La relation entre l'option de vente et l'option d'achat dans les produits de base : attention à l'asymétrie
Tout acteur du marché détenant des positions de vente de pétrole de mai le 20 avril s'est retrouvé dans une situation qu'il n'avait jamais imaginée. Ceux qui pensaient que le risque de baisse d'une position courte sur les options de vente était limité à zéro ont reçu un choc coûteux lorsque le prix a atteint un niveau négatif de 40 dollars par baril.
Nous avons tiré deux leçons du marché du pétrole brut le 20 avril. Premièrement, la capacité d'approvisionnement est le facteur critique pour tout participant au marché qui détient une position longue sur un contrat à terme proche. Sans la capacité de prendre livraison et de stocker la marchandise, le potentiel de prix négatifs est réel.
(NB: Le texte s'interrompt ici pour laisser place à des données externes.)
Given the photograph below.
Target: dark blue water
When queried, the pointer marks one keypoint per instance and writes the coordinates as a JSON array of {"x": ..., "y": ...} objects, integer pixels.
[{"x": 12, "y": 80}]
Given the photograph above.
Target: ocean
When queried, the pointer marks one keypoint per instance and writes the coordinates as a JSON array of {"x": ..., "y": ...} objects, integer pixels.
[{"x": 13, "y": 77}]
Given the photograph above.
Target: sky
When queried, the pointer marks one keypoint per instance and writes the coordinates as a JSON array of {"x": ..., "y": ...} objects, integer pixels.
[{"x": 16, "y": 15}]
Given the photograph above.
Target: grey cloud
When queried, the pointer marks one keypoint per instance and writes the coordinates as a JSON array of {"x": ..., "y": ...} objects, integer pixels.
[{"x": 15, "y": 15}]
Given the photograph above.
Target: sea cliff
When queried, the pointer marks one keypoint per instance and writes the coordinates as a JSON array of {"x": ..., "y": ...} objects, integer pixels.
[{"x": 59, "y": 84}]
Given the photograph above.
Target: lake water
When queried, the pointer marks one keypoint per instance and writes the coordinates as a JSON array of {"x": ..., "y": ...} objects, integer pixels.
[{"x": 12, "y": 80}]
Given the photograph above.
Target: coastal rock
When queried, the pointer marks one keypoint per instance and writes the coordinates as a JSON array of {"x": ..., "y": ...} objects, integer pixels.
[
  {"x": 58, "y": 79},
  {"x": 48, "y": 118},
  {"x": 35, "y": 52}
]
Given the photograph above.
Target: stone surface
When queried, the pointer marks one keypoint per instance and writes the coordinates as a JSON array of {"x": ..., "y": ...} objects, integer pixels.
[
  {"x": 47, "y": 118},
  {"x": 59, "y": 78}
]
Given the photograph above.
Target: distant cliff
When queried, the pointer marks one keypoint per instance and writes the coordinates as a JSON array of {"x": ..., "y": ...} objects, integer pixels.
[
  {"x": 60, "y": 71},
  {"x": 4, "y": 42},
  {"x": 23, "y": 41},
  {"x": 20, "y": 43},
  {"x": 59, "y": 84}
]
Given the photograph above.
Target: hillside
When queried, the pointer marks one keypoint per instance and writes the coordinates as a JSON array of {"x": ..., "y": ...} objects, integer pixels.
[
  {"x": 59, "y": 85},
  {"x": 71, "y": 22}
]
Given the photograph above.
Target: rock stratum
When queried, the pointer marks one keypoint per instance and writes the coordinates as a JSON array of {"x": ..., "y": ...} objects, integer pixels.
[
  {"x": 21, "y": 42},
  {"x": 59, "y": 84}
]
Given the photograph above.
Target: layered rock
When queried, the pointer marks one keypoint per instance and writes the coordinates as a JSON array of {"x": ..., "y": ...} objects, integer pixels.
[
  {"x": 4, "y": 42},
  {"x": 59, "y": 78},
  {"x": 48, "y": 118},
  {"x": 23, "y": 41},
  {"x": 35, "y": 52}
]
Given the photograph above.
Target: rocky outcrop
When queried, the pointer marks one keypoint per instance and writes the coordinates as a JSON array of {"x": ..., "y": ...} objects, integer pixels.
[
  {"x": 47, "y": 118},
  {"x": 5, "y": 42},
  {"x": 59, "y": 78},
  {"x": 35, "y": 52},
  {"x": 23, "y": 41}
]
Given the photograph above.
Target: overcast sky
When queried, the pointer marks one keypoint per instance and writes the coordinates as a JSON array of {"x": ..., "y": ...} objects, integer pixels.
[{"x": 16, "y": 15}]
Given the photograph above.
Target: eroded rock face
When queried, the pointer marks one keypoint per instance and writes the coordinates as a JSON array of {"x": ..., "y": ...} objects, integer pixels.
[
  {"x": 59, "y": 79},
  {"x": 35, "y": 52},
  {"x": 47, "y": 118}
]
Le prix le plus bas jamais atteint par le contrat à terme sur le gaz naturel NYMEX était de 1,02 $ par MMBtu en 1992. Pour les négociants en gaz naturel, ce qui s’est passé le 20 avril 2020 sur le marché du pétrole brut pourrait modifier les hypothèses futures lors du calcul du potentiel de baisse pour l'autre produit énergétique.
L'autre leçon apprise changera la façon dont les négociants quantitatifs mesurent le risque lié aux options. Dans le passé, les options d'achat comportaient souvent une prime légèrement plus élevée que les options de vente lorsqu'elles étaient à égale distance d'un prix d'exercice.
De nombreux acteurs du marché partent du principe que le potentiel de hausse est illimité, car les prix peuvent augmenter à l'infini, tandis que le potentiel de baisse est limité à zéro. Après le 20 avril 2020, les acteurs du marché considéreront les options de vente à découvert sous un nouveau jour en ce qui concerne le risque. Sans la possibilité de stocker et de financer une matière première, le risque à la baisse est aussi illimité que le risque à la hausse.
Un prix négatif pour une matière première peut sembler illogique, mais cela ne veut pas dire qu'il n'est pas possible.